Excuse me?Was that what they thought of him? Edgar had to stop himself from joining the conversation.

He’d been cocky, headstrong, full of the devil. Always in the thick of everything, the instigator, the troublemaker.

Quick with his fists. When the lads at Eton had taunted him for being a namby-pamby duke’s heir born with a silver spoon in his mouth, he’d shown them.

“Sums do have practical applications, Michel. They’re not just a unique form of torture devised by governesses. Your father must have applied himself to learning his sums in order to be able to design steam engines.”

At least she was defending his honor.

“Perhaps he will come to the schoolroom someday and help you with our sums,” Miss Perkins said.

“Oh no,” said Adele. “He would never come to the schoolroom.”

Michel nodded. “He doesn’t even want us here at all.”

Edgar flattened his palm against the wall.They thought he didn’t want them?

But he’d taken them in and purchased them the best of everything.

“Oh my dears. Of course he wants you.” Miss Perkins bent closer to Adele. “He’s extremely occupied at the moment, that’s all.”

“He doesn’t want us,” insisted Michel. “That’s why he’s sending me away to Eton.
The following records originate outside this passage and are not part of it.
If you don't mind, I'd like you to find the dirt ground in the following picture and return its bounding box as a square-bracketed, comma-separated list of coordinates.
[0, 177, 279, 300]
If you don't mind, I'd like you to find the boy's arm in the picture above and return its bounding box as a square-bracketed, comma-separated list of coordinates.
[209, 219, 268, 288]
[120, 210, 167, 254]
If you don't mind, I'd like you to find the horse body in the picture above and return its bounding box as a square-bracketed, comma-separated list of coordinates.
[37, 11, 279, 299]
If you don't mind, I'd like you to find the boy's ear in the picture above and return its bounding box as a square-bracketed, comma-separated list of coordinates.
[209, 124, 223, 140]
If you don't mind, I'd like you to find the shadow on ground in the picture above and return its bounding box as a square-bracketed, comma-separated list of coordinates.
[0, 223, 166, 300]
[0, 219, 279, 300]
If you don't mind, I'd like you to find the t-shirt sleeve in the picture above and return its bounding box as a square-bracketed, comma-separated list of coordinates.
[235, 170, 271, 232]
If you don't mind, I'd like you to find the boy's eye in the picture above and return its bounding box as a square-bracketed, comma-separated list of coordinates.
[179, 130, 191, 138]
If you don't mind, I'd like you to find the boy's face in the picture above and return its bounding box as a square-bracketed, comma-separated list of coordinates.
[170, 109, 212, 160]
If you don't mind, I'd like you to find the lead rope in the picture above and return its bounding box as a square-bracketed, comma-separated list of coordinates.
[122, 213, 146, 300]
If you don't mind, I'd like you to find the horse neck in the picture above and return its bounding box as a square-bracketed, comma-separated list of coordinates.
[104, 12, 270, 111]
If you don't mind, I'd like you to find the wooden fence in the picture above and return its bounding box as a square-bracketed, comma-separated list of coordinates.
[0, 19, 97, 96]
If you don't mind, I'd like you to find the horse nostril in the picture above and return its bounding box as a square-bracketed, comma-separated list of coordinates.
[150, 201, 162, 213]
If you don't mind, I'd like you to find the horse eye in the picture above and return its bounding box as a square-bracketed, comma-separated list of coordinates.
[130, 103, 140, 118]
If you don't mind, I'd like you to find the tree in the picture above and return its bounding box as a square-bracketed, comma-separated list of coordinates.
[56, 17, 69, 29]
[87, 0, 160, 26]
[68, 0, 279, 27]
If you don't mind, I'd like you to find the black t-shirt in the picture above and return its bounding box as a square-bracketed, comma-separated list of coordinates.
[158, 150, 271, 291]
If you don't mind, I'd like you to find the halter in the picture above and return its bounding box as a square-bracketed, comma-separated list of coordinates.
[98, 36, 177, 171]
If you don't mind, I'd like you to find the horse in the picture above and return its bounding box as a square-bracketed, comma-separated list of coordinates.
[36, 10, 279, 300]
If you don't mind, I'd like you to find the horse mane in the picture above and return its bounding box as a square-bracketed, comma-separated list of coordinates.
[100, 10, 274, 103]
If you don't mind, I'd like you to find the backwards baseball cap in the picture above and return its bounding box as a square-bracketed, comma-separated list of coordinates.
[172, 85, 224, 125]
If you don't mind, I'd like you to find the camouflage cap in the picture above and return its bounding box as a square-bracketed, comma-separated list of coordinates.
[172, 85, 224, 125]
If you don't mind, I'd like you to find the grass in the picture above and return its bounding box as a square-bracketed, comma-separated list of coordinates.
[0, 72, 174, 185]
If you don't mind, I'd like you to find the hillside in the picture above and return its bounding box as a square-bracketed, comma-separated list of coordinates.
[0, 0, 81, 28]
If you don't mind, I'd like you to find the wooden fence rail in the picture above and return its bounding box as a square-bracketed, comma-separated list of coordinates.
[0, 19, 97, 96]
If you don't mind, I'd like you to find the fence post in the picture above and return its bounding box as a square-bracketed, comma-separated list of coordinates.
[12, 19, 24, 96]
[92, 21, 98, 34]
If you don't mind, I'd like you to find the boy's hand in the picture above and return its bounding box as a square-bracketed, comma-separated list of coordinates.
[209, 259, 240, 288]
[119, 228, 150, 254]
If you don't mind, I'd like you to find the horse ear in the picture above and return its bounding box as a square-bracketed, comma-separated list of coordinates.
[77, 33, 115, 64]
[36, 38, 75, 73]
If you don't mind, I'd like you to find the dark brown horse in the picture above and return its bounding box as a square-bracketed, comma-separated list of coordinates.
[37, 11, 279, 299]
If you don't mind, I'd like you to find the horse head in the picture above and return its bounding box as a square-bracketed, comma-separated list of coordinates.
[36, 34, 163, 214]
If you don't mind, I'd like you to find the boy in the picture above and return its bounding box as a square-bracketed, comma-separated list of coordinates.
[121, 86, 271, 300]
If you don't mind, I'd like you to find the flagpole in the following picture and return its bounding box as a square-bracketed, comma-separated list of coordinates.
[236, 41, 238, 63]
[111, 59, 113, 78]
To be rid of me.”

“We’ve never been apart,” said Adele with a sad note in her voice. “Not even for one day.”

Miss Perkins made a sympathetic noise in the back of her throat. “I hadn’t thought of it like that.”

Edgar had never thought about how strong their bond must be, having faced so much adversity. It gave him pause.

He was separating them for their own good. Because it was a mark of honor and distinction for the males of the family, legitimate or otherwise, to attend Eton.